Il sondaggio rappresentativo ha, inoltre, rilevato come uno su cinque non aveva in programma una visita dall’oculista per paura di un possibile contagio da Covid-19.

Col metodo “20-20-20” di Fight for Sigh “si consiglia di guardare qualcosa a 20 piedi (circa 6 metri) di distanza per 20 secondi, ogni 20 minuti si guarda uno schermo.”

Per mesi non abbiamo ammirato l’orizzonte, ma lo schermo del nostro smartphone o del nostro pc. Insomma, per riposare l’occhio dobbiamo cercare di guardare lontano.

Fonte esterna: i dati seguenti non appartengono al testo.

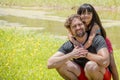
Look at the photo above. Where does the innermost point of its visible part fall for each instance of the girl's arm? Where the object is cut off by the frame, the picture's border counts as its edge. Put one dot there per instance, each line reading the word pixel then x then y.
pixel 113 68
pixel 72 39
pixel 93 32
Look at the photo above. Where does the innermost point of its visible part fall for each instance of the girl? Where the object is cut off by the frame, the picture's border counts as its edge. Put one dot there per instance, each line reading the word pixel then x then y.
pixel 93 26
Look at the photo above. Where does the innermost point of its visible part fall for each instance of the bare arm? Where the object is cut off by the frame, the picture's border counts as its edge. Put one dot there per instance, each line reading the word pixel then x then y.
pixel 113 68
pixel 60 58
pixel 102 57
pixel 92 35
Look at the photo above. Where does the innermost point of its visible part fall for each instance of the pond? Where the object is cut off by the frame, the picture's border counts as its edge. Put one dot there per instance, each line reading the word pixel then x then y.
pixel 47 21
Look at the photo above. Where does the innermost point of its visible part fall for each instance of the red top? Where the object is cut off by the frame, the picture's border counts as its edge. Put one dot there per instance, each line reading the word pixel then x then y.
pixel 109 45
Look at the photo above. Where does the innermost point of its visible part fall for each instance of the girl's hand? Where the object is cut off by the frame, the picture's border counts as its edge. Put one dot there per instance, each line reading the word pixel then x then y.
pixel 88 44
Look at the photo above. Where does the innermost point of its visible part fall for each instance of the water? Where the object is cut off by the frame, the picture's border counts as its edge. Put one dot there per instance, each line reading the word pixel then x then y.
pixel 45 22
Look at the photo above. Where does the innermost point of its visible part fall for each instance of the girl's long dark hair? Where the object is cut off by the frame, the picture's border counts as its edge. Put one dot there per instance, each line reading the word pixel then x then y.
pixel 95 18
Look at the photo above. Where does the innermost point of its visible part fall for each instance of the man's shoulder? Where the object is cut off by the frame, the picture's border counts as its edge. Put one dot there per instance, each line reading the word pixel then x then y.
pixel 98 37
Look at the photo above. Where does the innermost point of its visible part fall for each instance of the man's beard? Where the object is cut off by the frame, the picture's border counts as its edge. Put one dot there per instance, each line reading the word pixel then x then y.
pixel 80 34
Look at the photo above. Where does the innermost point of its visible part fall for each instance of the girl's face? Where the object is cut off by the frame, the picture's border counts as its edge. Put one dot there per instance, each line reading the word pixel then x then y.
pixel 86 17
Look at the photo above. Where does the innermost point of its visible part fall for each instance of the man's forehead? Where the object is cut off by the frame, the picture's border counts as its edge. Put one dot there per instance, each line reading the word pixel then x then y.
pixel 76 20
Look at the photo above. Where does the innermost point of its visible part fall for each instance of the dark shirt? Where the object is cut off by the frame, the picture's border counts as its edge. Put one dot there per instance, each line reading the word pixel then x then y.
pixel 97 44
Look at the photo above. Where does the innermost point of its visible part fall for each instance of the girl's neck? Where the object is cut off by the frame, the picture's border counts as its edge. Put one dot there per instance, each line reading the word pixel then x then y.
pixel 82 39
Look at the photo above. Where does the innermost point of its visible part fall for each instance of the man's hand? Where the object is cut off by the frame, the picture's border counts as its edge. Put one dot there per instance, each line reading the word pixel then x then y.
pixel 78 52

Altri piccoli consigli per salvaguardare i nostri occhi?

Altre indicazioni arrivano dalla Clinica Baviera, un centro medico all’avanguardia nel campo dell’oftalmologia (branca della medicina che si occupa della prevenzione, diagnosi e riabilitazione delle malattie dell’apparato visivo).

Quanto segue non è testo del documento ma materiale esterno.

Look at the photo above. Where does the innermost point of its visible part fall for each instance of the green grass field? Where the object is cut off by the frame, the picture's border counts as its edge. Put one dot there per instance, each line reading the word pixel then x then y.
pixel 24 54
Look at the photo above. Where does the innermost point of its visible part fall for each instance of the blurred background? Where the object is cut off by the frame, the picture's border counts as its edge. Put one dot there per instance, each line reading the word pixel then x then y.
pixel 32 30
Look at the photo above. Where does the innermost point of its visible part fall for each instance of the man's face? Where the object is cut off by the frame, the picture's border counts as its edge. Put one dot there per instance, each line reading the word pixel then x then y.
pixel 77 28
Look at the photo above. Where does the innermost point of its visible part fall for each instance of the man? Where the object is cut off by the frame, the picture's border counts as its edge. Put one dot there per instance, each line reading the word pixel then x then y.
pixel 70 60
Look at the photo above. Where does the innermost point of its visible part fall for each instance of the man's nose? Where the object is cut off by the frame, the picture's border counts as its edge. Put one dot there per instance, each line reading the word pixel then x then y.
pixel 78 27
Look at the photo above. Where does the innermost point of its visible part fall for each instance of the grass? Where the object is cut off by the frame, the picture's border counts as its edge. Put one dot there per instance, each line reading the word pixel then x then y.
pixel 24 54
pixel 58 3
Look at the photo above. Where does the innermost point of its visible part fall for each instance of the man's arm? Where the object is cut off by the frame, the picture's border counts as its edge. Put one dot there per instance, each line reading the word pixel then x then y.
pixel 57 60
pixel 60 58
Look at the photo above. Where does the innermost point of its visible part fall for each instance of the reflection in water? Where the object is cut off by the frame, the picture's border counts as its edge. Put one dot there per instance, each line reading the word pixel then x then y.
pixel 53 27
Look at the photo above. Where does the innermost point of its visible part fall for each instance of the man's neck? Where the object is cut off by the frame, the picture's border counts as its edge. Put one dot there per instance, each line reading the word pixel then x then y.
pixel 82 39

Tra i problemi più comuni:

  • l’affaticamento visivo che si manifesta con stanchezza e bruciore agli occhi, accompagnati da un offuscamento della vista, mal di testa e vertigini/dolori cervicali.
  • secchezza oculare poichè fissando lo schermo tendiamo di meno a sbattere le palpebre.
  • calo della vista a lungo termine, anche in termini di miopia.

Ecco alcune indicazioni:

  • Pulire lo schermo: più sarà pulito meno sforzeremo la vista;
  • Posizionarsi in maniera corretta: la distanza ideale fra schermo e occhi dovrebbe essere di 50-60 cm, circa un braccio;
  • Regolare la luminosità: nè troppo alta nè troppo bassa, dipende dalle ore della giornata e dall’illuminazione del nostro ambiente;
  • Rendere l’ambiente luminoso: se è possibile ricorrere alla luce naturale, la sera avere fonti simili a quelle delle luci naturali;
  • Aumentare le dimensioni del carattere;
  • Sbattere le palpebre frequentemente;
  • Usate un umidificatore: il riscaldamento non deve essere troppo forte potrebbe causare secchezza dell’aria;
  • Utilizzare dispositivi di protezione a luce blu: impostare lo schermo del cellulare con la luce blu per la sera, o acquistare occhiali omologati e certificati;

Ricordiamo che è essenziale prendersi delle pause, provando ad applicare il metodo 20-20-20“, e soprattutto è importante controllarsi effettuando una visita dall’oculista.